Sebagai orang Jepang yang bekerja di PLTN, kami tidak akan lari dari tempat kerja saat terjadi kecelakaan. Kami akan berusaha menyelamatkannya sampai titik darah penghabisan.
Sikap yang ditunjukkan pekerja PLTN itu membuat pengoperasian kembali PLTN Ohi pada Maret dan Juni 2018 bisa diterima masyarakat sekitar. Pascakecelakaan di PLTN Fukushima Daiichi akibat tsunami yang melanda Maret 2011, semua PLTN Jepang dimatikan. Pemerintah pun menerapkan aturan standar keselamatan yang baru.
Tanpa penerimaan masyarakat, PLTN akan sulit beroperasi kembali. Hingga kini, dua reaktor di PLTN Ohi jadi bagian dari 9 reaktor di seluruh Jepang yang sudah beroperasi lagi. Selain itu, 54 persen pegawai PLTN Ohi tinggal di Prefektur Fukui hingga warga bisa menilai jika terjadi hal tak diinginkan, pekerja PLTN, dan keluarganya juga terdampak.

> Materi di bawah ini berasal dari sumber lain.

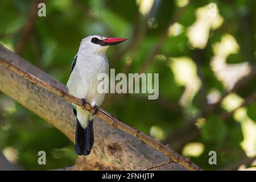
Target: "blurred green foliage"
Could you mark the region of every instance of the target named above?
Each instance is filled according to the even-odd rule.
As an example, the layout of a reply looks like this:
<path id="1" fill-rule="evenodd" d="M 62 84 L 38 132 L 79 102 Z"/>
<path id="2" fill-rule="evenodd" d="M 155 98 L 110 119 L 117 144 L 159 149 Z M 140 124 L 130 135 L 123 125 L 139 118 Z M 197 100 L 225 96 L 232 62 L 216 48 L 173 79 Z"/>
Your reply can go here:
<path id="1" fill-rule="evenodd" d="M 129 67 L 130 73 L 137 72 L 170 26 L 179 8 L 177 1 L 155 1 L 147 15 L 140 12 L 140 1 L 47 1 L 46 17 L 37 18 L 21 56 L 65 84 L 69 76 L 71 64 L 83 38 L 93 34 L 123 37 L 129 40 L 111 47 L 107 52 L 110 68 L 115 68 L 117 74 L 129 67 L 126 64 L 133 54 L 130 47 L 138 41 L 135 56 L 132 57 L 131 64 Z M 2 0 L 0 2 L 0 42 L 12 50 L 20 40 L 20 31 L 26 23 L 32 3 L 32 1 L 18 0 Z M 209 30 L 207 43 L 203 49 L 193 47 L 189 42 L 189 27 L 197 20 L 197 10 L 210 3 L 217 5 L 224 22 L 218 28 Z M 148 100 L 143 94 L 117 97 L 108 94 L 102 107 L 147 134 L 156 137 L 163 135 L 163 138 L 158 139 L 164 140 L 170 134 L 182 129 L 192 118 L 203 111 L 209 102 L 207 96 L 213 90 L 220 95 L 226 90 L 210 64 L 215 55 L 213 45 L 220 42 L 224 35 L 232 35 L 240 47 L 236 53 L 228 55 L 226 63 L 254 63 L 255 7 L 256 1 L 253 0 L 192 1 L 177 21 L 182 26 L 182 30 L 177 35 L 166 38 L 160 51 L 146 71 L 159 73 L 159 99 Z M 143 32 L 142 30 L 144 28 L 145 22 Z M 142 34 L 139 37 L 134 36 L 140 31 Z M 125 53 L 117 57 L 117 54 L 122 51 Z M 187 90 L 188 84 L 180 84 L 176 80 L 171 60 L 172 57 L 180 57 L 192 59 L 201 83 L 195 91 L 195 95 L 189 96 L 191 103 L 186 104 L 181 104 L 180 101 L 186 90 L 190 93 Z M 183 69 L 179 72 L 181 76 L 188 74 Z M 245 98 L 254 92 L 253 82 L 253 78 L 243 89 L 237 90 L 238 97 Z M 117 98 L 113 99 L 115 97 Z M 1 95 L 0 104 L 0 147 L 4 150 L 11 146 L 18 151 L 16 162 L 22 168 L 50 169 L 75 163 L 76 156 L 73 144 L 65 135 L 3 94 Z M 256 121 L 255 104 L 249 105 L 247 109 L 248 116 Z M 239 162 L 248 154 L 246 147 L 241 144 L 247 132 L 246 129 L 242 130 L 241 126 L 245 126 L 243 125 L 245 121 L 235 117 L 223 121 L 220 115 L 225 112 L 226 111 L 221 108 L 218 113 L 207 117 L 200 135 L 186 142 L 200 142 L 204 146 L 199 156 L 189 156 L 203 169 L 221 169 Z M 159 131 L 163 135 L 155 134 Z M 187 137 L 186 133 L 183 137 Z M 254 150 L 251 152 L 255 155 L 255 139 L 248 142 L 254 145 L 252 147 Z M 181 152 L 182 148 L 174 149 Z M 37 154 L 40 150 L 47 154 L 46 166 L 38 164 Z M 216 166 L 208 163 L 208 152 L 212 150 L 217 153 Z"/>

Selain penerimaan warga, keselamatan PLTN jadi kunci utama. Standar keselamatan baru PLTN yang dibuat pemerintah membuat Kansai Electric Power Company (Kepco) selaku pengelola tiga PLTN di Jepang menginvestasikan 10 miliar dollar AS atau sekitar Rp 145 triliun untuk meningkatkan keselamatan PLTN yang dikelola perusahaan itu.
Investasi keselamatan nuklir yang besar itu dipergunakan untuk banyak hal guna mencegah dampak berbagai bencana terhadap PLTN, mulai dari gempa, tsunami tinggi, tornado, terorisme, hingga kemungkinan ditabrak pesawat terbang.
Semua itu tidak murah dan menambah sedikit harga listrik. Namun, harga listrik PLTN tetap jauh lebih murah dibanding pembangkit listrik berbahan bakar fosil atau energi baru, sepert air, angin atau matahari.
Peran operator
Namun, Sato mengingatkan, keselamatan PLTN bukan terletak pada seberapa besar investasi dan standar keselamatan yang sudah dilakukan. "Keselamatan PLTN tetap bertumpu pada operator yang selalu meningkatkan standar keselamatan PLTN-nya meski sudah memenuhi standar yang ditetapkan regulator," katanya.
Saat sosialisasi rencana menghidupkan kembali PLTN, pemerintah sebagai regulator juga ikut. Sikap tegas pemerintah yang menerapkan standar keselamatan lebih tinggi dianggap mampu menjamin keselamatan masyarakat saat bencana nuklir terjadi.
Kepala PLTN Ohi Kazushige Bunno mengatakan, sebelumnya PLTN Ohi mengelola empat reaktor yang berumur lebih dari 40 tahun. Namun dengan aturan keselamatan baru, pengelola memutuskan untuk mengoperasikan dua reaktor dan mematikan dua reaktor lain.
Semua informasi keselamatan nuklir itu disampaikan secara detail dengan cara yang mudah ke masyarakat. Bahkan, PLTN Ohi membangun pusat informasi di luar lokasi PLTN yang dilengkapi museum hingga melihat pusat pelatihan pengendalian ruang kontrol PLTN. Pusat informasi itu bebas diakses masyarakat segala umur hingga masyarakat ikut merasa memiliki PLTN.
Melihat pengalaman Jepang mengelola keselamatan PLTN dan membangun kepercayaan masyarakat, Ketua Pengurus Besar Nahdlatul Ulama Marsudi Syuhud Sahudi mengatakan pemahaman masyarakat tentang PLTN di Indonesia perlu terus didorong pemerintah dan parapihak. Edukasi dan sosialisasi itu harus terus dilakukan hingga masyarakat bisa menerimanya.
Masyarakat NU di sekitar calon lokasi PLTN Muria, Jawa Tengah dari sejumlah kabupaten pernah menolak pembangunan PLTN. Namun penolakan itu diyakini karena tidak ada informasi utuh yang diterima masyarakat. "Semua hal ada risikonya, termasuk makan atau telepon seluler. Yang penting, masyarakat tahu risikonya dan mampu memitigasi risikonya," katanya.
Pengalaman masyarakat Jepang menunjukkan itu. Meski kondisi geologis Jepang rentan bencana seperti Indonesia, namun dengan pengetahuan dan tekad kuat, mereka mampu mengatasi berbagai persoalan yang terjadi hingga menjadikan Jepang salah satu negara dengan tingkat keselamatan nuklir tinggi di dunia.